Ушел я на подветренну сторону, стал себе скрад мастерить. Так себе - простенький, только чтобы зверь не заметил. Ружьишко к дереву приставил, а сам ветки шалашиком делаю. Подломил березку потихоньку, только показалось, что хруст от неё звонче, чем должно быть. Кинулся, а ружьё-то чуть дальше, чем рука вытягиватся. Дернулся я слишком сильно, и не удержался, стал падать. Хватанул воздух пальцами. Мимо ружья хватанул, только указательным по стволу погладил…

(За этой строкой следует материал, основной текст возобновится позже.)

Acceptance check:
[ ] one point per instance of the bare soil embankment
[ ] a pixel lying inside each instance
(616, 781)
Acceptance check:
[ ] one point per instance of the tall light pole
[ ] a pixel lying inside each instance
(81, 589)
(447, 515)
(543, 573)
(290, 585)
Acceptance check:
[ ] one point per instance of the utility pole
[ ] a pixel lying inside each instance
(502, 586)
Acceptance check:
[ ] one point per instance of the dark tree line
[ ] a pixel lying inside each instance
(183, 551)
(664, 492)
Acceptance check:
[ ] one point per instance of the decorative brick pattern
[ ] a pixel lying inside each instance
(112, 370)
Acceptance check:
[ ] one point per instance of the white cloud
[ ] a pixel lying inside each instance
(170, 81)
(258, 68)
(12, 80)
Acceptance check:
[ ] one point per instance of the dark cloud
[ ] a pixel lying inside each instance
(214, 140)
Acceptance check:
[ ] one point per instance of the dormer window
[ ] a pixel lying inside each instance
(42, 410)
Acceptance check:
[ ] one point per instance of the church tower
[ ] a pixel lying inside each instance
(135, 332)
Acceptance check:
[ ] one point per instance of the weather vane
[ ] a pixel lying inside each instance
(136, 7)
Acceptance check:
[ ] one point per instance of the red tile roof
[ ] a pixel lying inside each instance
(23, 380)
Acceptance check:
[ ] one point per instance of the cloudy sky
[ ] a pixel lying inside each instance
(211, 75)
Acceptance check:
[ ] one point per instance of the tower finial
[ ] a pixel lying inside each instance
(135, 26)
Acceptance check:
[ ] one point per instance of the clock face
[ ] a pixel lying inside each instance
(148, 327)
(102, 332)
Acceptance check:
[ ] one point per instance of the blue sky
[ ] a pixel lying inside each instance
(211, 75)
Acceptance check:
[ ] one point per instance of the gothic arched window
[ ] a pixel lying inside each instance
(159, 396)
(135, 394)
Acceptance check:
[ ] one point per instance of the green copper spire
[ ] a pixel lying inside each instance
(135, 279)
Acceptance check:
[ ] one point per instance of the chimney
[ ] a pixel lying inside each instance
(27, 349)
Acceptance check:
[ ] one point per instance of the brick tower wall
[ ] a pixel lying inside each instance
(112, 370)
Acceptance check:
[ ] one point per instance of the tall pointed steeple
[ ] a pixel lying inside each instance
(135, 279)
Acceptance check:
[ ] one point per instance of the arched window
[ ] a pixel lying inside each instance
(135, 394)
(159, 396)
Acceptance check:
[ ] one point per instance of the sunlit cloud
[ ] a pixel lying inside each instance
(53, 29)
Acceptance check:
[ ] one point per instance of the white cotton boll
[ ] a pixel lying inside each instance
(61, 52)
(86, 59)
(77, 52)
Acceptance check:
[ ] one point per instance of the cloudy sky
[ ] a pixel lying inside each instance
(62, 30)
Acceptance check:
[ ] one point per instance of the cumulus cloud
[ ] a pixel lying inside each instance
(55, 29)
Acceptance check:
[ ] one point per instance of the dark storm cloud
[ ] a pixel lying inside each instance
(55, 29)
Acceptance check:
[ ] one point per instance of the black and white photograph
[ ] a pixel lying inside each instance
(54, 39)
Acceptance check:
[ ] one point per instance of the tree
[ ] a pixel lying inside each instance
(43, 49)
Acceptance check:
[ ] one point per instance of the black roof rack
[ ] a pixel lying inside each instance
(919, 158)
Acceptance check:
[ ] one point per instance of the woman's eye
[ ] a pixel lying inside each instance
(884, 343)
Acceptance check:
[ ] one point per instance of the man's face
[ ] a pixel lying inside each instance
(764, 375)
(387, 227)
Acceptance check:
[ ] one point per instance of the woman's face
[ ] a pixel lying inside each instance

Одноглазый одним глотком осушил кружку, и, хыкнув, продолжал:
- На бок падаю и слышу, что сверх ног наваливатся гора. Как ухватил ружьё и не помню, не помню, как стрелял. Мельком только зацепил взглядом, что ударила огненная струя мишке в бок. А уж понять, что ранил и разозлил зверя, не успел. Чую, что от боли зверюга выпрямился и отпустил мои ноги. Вскочил я и бросился, не разбирая дороги, к реке, к машине. На ходу пустил в медведя второй заряд, и видно снова напрасно.
Бегу, нога горит. Глянул - икра располосована вдоль, вся наизнанку вывернута. Я дальше. Ветки по мне хлещут, уворачиваться некогда, сзади хозяин деревья ломат, за мной вслед топочет.
Уж и реку увидел. Вот ведь судьба… Нога в ямку попала… И я - кубарем через кочку муравейника. Навалился тут хозяин: свирепый, окровавленный. Хряснуло у меня что-то внутри, стало тяжело дышать, а прямо у глаз – желтые клыки.
Вспомнилось, как дед сказывал, что если схватить медведя за язык, то ему конец. Так ли, нет ли - думать было недосуг. Сунул руку в пасть, ухватил за язык, тяну, да только зря. Не подох, а ещё и руку мне изжевал.
Выручил Пакет. Он видно и до этого всю дорогу хватал зверя за штаны, а иначе бы еще раньше лиходей догнал. А тут и вовсе рвать его начал. Отмахнет медведь собаку и снова за меня берется. Улучил я всё-таки момент, когда зверь отступился, чтобы с собакой справиться, и к реке.
Думаю: «Лишь бы до машины добраться, а там уж уйду».
Бреду по воде и никак не пойму: почему только один глаз видит, и почему все вокруг красного цвета, как на закате. Махнул рукой по глазам, а это медведь мне кожу с головы снял, вот она и мотатся перед глазом. Тут я и не обнаружил второго то.
Только я к машине - а вражина уж там. Как меня обошел, не пойму.
А вот как тогда живым остался, знает только Господь Бог, мой дед, да спасибо верному псу. Ему я по гроб жизни обязан, что вижу солнце, хоть и одним глазом.
Дед то мой в тот день дома папиросы забыл. Ну, потерпел маленько, потерпел, да и пошел в село за ими. Встречат на улице жинку мою в слезах. Времени-то уже много прошло, мужики все вернулись, а меня нет, вот баба и кричит на дурнинушку.
Сел дед на мотоцикл, да к протоке, куда мужики указали. Нашёл машину, а вокруг неё кровища. По следам нашел меня. Уже почти не дышал я. Рядом мишка мертвый. Пакет раны мои зализыват.
В больнице доктор сказал, что не выживу, слишком много поломано. Ладно бы рука, да нога, а то ещё и ребра, да полчерепа мне хозяин выкусил.
Доктор деда моего не знал. Тот со своими травками, настоями поднял не только моё тело, но и душу. Только естество моё сильно попорчено оказалось, люди от страха шарахаются, бабы мной детей пугают. Я и не обижаюсь, сам виноват.
Одноглазый вздохнул, провел рукой по лицу, будто хотел снять с себя маску. Потом вдруг что-то вспомнил, посветлел лицом и сказал:
- Не знаю как, но своего сорок первого я всё-таки завалил.